At the big lodge I retrieve a tire from a foot of water. It is an arm breaker releasing it from the bottom with the mud that has packed its entirety. Turning into the east channel of the burial island I find a pair each of northern pintails and green winged teal. The channel is very shallow today and choked with deadfall from nearby alders. I take and hour and cut and haul wood clear of the channel with a rope and saw that I packed today.


Work done, I head north to seek out the changes that I know have happened, for they are not here. I am rewarded spotting a merlin on the north shore. Change 1 - the 75 foot long dirtberg that laid off of the north point has sunk. Change 2 - the "chop top tree", a landmark in my maps of the bay, has been cut down. It was ugly as hell, the owners long ago having butchered its limbs so that it was nothing more than a 20 foot tall stump.

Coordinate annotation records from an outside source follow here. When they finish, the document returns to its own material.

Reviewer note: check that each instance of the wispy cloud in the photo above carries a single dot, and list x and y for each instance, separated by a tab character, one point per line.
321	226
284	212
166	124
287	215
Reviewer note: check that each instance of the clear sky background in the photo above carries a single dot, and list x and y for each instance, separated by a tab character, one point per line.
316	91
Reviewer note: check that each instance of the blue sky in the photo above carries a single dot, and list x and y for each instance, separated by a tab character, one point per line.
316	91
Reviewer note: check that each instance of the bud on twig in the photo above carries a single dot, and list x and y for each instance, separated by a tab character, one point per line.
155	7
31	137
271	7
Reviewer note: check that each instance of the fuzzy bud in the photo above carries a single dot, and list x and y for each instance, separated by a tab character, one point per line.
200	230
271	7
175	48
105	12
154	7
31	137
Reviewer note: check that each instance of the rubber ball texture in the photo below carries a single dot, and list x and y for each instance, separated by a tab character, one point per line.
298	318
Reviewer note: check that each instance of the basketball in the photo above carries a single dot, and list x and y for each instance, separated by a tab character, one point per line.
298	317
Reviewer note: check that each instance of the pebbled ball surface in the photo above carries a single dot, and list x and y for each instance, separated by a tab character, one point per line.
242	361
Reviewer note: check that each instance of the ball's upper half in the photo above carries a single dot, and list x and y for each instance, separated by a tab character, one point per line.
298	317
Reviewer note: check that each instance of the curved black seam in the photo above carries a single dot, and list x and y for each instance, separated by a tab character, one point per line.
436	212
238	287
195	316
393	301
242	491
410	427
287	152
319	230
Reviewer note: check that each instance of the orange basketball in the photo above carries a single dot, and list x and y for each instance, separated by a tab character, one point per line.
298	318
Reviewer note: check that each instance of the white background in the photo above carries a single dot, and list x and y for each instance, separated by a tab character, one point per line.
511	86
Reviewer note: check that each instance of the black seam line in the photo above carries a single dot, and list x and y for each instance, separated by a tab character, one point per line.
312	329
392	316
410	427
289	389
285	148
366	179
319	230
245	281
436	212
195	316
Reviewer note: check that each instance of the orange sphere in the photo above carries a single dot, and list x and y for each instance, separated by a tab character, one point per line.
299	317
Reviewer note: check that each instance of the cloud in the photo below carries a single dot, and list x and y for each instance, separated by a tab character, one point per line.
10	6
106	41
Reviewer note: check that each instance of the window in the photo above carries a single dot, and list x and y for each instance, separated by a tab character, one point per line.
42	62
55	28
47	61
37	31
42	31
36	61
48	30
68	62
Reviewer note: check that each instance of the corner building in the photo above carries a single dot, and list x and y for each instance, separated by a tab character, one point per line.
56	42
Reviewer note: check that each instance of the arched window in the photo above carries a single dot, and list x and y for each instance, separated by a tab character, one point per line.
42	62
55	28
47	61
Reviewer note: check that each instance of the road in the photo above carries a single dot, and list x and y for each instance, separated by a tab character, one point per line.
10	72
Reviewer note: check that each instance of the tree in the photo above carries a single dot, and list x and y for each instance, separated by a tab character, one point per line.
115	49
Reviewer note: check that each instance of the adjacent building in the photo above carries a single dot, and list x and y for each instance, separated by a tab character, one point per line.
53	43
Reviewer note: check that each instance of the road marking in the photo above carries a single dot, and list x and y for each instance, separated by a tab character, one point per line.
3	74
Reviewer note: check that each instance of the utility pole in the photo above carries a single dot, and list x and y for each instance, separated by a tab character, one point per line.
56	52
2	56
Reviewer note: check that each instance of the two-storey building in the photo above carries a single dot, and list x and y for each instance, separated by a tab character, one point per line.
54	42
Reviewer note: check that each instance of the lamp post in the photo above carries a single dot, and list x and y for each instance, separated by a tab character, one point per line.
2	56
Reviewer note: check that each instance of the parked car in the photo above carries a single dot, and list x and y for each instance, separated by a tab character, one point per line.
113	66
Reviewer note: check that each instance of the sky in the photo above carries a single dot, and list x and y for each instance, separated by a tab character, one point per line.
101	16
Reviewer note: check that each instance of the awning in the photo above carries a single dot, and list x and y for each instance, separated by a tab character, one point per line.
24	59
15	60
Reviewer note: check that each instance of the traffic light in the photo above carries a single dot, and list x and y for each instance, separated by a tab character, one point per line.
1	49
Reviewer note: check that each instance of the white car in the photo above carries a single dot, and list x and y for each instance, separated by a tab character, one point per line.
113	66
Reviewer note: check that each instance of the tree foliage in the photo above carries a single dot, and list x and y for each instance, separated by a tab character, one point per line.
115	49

I get out in the NE lagoon to check animal tracks, finding many good raccoon prints and good beaver sign. I find a second dead goose that scavengers have just started to eat. I cast some raccoon tracks but ruin the casting when I lift it some ten minutes too soon.


As I cross the bay to my exit, I spot an eagle to the left, then two more and finally a fourth. They are disturbing the coots and ducks something fierce, but there is no hunt going on here. They are circling and whistling and interested only in each other. I've seen this before and I believe it is a territorial discussion. When eagles moved into the south nest I noticed that the north nest pair changed its hunting and eating perches. All this commotion is occurring just about where the imaginary dividing line is between the north and south nests.

As I portage home, a woman stops and tells me that they have my postcard from this project. She says her husband wants to go out with me sometime. I tell her that I'm up for it.